There are certain warning signs of Spring that you might have trouble. One is to see a tree in Missouri that is oozing sap. That could be a sign that a vicious invasive insect is present and causing issues for the ecosystem that could have bad consequences for much more than just the trees in your neighborhood.

The Missouri Department of Conservation has a warning site about a bug to watch out for. The scientific name is Lycorma delicatula. Translation for simple minds like mine? It's the spotted lanternfly.

How can you know that you have spotted lanternflies in your Missouri neighborhood?

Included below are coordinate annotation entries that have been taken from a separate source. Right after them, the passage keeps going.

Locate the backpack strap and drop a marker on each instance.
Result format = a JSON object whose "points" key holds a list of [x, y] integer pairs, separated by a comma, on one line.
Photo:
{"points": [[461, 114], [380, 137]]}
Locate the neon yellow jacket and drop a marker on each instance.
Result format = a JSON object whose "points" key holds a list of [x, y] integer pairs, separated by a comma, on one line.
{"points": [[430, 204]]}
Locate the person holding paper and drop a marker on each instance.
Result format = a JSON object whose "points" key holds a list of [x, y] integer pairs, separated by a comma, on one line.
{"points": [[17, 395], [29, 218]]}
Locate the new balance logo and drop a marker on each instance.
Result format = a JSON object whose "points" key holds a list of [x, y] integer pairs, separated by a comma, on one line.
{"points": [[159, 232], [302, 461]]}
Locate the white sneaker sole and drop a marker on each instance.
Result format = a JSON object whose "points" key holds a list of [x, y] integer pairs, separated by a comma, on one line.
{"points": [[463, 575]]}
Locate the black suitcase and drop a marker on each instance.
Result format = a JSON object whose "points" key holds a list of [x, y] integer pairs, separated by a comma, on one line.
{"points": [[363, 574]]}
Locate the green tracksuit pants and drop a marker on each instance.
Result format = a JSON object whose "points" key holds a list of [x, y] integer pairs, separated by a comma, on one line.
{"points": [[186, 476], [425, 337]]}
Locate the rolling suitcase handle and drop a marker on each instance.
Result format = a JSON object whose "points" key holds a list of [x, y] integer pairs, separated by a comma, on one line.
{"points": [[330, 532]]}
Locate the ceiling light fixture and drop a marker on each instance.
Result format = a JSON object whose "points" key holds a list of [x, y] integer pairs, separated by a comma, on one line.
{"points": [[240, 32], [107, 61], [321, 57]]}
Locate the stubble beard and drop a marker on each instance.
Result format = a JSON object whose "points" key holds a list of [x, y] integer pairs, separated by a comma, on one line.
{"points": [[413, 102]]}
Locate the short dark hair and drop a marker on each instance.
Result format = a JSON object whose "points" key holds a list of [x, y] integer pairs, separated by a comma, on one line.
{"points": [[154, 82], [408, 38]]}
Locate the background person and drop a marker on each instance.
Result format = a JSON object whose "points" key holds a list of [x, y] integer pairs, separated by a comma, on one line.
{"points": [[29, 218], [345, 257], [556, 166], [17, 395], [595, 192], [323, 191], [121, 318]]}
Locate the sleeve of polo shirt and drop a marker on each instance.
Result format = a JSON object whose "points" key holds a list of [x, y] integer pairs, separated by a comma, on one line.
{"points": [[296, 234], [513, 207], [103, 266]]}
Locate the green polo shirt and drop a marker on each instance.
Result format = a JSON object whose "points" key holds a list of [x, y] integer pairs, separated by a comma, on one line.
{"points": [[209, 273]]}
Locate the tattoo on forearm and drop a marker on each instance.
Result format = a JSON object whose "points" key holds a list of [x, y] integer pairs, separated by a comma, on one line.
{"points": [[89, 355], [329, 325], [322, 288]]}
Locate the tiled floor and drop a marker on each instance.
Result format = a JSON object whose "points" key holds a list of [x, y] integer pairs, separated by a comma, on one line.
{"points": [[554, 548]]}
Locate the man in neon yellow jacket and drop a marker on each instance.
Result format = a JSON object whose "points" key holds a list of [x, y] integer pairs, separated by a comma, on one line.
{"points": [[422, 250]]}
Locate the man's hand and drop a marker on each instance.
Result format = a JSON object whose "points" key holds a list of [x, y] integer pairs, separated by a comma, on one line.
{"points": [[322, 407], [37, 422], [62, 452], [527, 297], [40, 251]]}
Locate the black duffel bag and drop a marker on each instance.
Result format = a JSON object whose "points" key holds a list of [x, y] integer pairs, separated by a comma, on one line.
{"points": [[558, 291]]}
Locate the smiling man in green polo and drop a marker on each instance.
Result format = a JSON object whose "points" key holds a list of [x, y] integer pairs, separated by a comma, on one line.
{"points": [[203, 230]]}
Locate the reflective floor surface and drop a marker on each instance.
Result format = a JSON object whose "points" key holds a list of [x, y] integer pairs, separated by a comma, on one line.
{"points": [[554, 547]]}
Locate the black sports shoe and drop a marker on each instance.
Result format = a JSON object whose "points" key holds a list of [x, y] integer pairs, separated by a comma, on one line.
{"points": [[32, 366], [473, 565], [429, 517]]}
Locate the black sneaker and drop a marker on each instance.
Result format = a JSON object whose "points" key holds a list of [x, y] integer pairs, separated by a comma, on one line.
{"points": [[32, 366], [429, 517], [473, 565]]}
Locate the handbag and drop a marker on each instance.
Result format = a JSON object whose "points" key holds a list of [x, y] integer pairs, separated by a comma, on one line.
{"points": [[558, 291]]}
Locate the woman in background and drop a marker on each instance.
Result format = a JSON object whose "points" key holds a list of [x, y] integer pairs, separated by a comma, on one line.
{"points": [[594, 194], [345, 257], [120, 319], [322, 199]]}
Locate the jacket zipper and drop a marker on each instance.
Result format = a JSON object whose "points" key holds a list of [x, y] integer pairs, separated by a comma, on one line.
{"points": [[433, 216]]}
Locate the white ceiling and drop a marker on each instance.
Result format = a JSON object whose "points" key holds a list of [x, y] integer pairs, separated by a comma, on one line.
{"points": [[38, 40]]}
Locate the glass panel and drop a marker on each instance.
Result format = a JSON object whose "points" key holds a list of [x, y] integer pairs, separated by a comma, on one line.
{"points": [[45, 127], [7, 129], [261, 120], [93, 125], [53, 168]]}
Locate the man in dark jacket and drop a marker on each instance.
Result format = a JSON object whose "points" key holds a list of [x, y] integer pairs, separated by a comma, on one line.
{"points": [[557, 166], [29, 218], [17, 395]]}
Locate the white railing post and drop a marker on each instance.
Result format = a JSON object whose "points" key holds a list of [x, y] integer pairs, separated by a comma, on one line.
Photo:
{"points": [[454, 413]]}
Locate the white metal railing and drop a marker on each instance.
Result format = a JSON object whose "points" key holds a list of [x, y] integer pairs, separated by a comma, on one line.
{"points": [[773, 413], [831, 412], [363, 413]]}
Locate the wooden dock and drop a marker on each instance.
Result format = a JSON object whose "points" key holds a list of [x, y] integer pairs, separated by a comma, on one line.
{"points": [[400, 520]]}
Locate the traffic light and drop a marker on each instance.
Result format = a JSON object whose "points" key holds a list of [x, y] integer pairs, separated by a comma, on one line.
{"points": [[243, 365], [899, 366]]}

The Missouri Department of Conservation says that "wilting leaves, sap oozing from trunks, dead branches, and sooty mold" are a sure sign that you have one of these villainous bugs causing the issue.

The damage these invasive insects can do in Missouri is almost unlimited. The food supply through crop damage, fruit and nut trees are just a few of the troubles the spotted lanternfly can bring. They feed on 70 species of plants that are native to Missouri.

The US Fish and Wildlife Service says to check any belongings you have before you travel to make sure none of these insects travel with you. Making sure you don't help these villains spread is vital. Vinegar can kill them on contact if you believe spotted lanternflies are on your property.

It's that time of year when keeping an eye on your trees and other plants can be vital in stopping a potential problem from becoming a crisis.